Twitter and its iconic blue bird symbol are well known to social media users. It was primarily designed to be used as a platform for people to talk to friends and to get a glimpse into celebrities’ lives. However, as the platform has become more and more popular, Twitter has gained a reputation for its powerful capability to transmit information in real time. GlobalData is exploring how Twitter may be used in epidemiology.
Novel research studies have looked into the possibilities of using Twitter to track disease outbreaks or to measure prevalence. While these epidemiological uses of Twitter are not being widely implemented yet, the findings have been positive and may revolutionise how we study diseases in the future.
Filtering out the real flu from the reactions
It is important for public health agencies to know where infectious disease outbreaks occur as soon as possible, but the current national sentinel surveillance networks do not have complete coverage of their countries and it is costly to set up network expansions. Twitter data mining may be a way to obtain up-to-date disease outbreak information and to validate outbreaks.
Flu surveillance is one of the earliest areas of studies on using Twitter to track disease outbreaks. Several studies in the UK and US have found statistically strong correlations between flu-related tweets and diagnosed influenza-like-illness indicators. However, one difficulty in obtaining accurate surveillance data from Twitter for flu is figuring out how to separate “reactionary” tweets as a result of media storms from useful tweets about getting sick. Therefore, finding indirect ways to measure the disease frequency may be useful in certain situations.
A study by Collier and colleagues in 2011 that looked at counts of tweets of protective behaviours, such as increased sanitation, avoiding activities that are high risk for flu transmission, and wearing masks, have found strong correlation with flu incidence.
Correlations with cholera
The Haitian cholera outbreak after the January 2010 earthquake provided another opportunity to study how Twitter may be used in an outbreak situation. Within half a year of the devastating earthquake, cholera plagued Haiti and resulted in 380,000 reported cases and 5,800 reported deaths. The specific Haitian cholera strain had spread to the Dominican Republic and the US within a month, and then to four other countries, including as far as Spain in Europe. Haiti’s poor healthcare, disaster aid, and water and sewage infrastructure resulted in difficulties in containing the disease and delays in information gathering of the extent of the outbreak.
A study published by Chunara and colleagues in the American Journal of Tropical Medicine and Hygiene assessed that Twitter postings about the disease within the first 100 days of the 2010 Haitian cholera outbreak significantly correlated with official case data, and was even available up to two weeks earlier. The speed of the Haitian cholera strain’s transmission and large geographical spread is an indicator of what we need to anticipate future highly infectious outbreaks.
The reach of the Haitian cholera outbreak was more than any single country’s surveillance system can map, but Twitter’s global reach could potentially lend a hand in mapping out hot spots and track disease spread.
Twitter’s tricky terminology
Twitter’s usage in monitoring chronic diseases had also been studied. One difficulty in using Twitter to study diseases is how to identify disease terminologies accurately within Twitter’s colloquial lexicon.
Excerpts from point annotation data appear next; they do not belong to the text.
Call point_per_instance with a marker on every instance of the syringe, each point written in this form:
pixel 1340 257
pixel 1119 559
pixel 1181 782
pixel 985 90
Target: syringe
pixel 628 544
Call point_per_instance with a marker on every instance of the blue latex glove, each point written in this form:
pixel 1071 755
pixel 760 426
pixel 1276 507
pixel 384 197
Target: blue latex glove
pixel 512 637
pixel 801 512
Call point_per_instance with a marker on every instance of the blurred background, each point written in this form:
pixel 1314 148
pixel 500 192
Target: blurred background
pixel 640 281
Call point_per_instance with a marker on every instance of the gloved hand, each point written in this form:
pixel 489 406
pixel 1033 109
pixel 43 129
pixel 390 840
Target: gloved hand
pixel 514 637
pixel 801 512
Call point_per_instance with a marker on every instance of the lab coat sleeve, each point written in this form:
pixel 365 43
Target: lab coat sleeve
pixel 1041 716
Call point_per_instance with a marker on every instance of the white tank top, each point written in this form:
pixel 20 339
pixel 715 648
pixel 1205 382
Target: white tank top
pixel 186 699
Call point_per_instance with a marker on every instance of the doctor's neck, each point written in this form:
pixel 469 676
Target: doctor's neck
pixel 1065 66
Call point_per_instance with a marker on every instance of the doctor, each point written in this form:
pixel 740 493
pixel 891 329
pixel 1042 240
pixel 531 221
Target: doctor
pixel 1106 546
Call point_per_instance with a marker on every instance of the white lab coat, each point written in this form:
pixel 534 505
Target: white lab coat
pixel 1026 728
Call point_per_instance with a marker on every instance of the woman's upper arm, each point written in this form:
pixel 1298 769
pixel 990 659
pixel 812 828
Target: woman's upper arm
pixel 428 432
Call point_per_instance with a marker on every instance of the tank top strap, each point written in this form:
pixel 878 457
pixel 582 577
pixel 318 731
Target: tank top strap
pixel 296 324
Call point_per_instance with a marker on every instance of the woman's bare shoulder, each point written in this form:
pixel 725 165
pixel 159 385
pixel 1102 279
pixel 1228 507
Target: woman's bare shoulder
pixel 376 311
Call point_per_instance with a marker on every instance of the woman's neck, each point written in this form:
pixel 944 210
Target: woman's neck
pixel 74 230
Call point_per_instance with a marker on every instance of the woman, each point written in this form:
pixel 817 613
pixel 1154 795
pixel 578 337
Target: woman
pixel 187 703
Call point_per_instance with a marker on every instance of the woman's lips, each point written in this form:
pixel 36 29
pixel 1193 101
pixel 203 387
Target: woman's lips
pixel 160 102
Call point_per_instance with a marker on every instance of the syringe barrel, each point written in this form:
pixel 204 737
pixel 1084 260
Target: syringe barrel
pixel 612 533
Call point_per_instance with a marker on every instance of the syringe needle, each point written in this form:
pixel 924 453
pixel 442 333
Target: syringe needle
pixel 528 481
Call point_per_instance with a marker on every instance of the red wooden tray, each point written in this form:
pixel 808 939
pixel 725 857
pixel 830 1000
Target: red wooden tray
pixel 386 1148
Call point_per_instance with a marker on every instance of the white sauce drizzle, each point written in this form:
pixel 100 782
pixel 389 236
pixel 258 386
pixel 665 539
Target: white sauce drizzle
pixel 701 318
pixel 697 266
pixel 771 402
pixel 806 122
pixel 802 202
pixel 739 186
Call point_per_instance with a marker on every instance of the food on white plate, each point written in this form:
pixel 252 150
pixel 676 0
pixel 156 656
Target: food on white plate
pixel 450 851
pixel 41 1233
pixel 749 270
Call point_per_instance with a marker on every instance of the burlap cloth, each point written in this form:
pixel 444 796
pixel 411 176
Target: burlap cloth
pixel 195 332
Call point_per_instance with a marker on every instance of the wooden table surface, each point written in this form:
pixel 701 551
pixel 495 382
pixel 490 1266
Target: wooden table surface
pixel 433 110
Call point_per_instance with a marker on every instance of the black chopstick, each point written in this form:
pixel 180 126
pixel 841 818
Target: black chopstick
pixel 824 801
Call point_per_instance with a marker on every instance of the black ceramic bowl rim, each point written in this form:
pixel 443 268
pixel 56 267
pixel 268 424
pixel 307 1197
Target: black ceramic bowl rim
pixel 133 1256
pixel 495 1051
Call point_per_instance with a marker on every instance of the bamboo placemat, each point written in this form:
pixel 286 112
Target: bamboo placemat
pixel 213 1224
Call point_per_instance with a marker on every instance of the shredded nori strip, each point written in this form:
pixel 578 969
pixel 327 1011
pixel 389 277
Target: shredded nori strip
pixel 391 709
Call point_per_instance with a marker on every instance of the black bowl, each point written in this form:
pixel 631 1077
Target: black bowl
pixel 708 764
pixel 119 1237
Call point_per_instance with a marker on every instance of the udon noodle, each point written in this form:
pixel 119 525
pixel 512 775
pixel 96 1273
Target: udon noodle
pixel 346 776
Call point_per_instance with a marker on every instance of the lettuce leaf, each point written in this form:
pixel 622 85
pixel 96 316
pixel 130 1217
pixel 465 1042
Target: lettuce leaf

A study conducted by Weeg and colleagues published in the Journal of Medical internet Research in 2015 found mild correlations between Twitter mentions and prevalence of certain diseases, but the correlations are not so straight forward and vary largely depending on the disease; certain diseases are better tracked via Twitter than others.
For example, measuring disease frequency of “heart attacks” can be difficult as the terminology is often used in ways not related to the actual medical condition, such as when a person tweets “I can’t believe I saw my ex, it almost gave me a heart attack.” Similarly, the “stroke” terminologies only referred to the actual medical condition 22% of the time.
Diabetes, however, is a disease that can be tracked more easily via Twitter, as the researchers found that 98% of tweets containing the word “diabetes” referred to the medical condition. For diseases that have high terminology ambiguity, higher correlation with prevalence can be obtained with human-aided adjustments. Difficulties with terminology ambiguity mean the process is going to be difficult to automate through search algorithms.
While the most traditional way to use Twitter in healthcare is to disseminate healthcare information, spread disease awareness, and marketing, several recent epidemiology studies have found new uses for Twitter. However, we are still far from being able to use Twitter effectively in disease trend research, and most of past studies are done with English Tweets only. Twitter had 326 million monthly active users as of Q3 in 2018 and roughly 79% are based outside the US, making it an important data source both in terms of size and geographical spread. More research is needed to refine methodology and to see if the same methodology is applicable on a global scale in non-English speaking regions.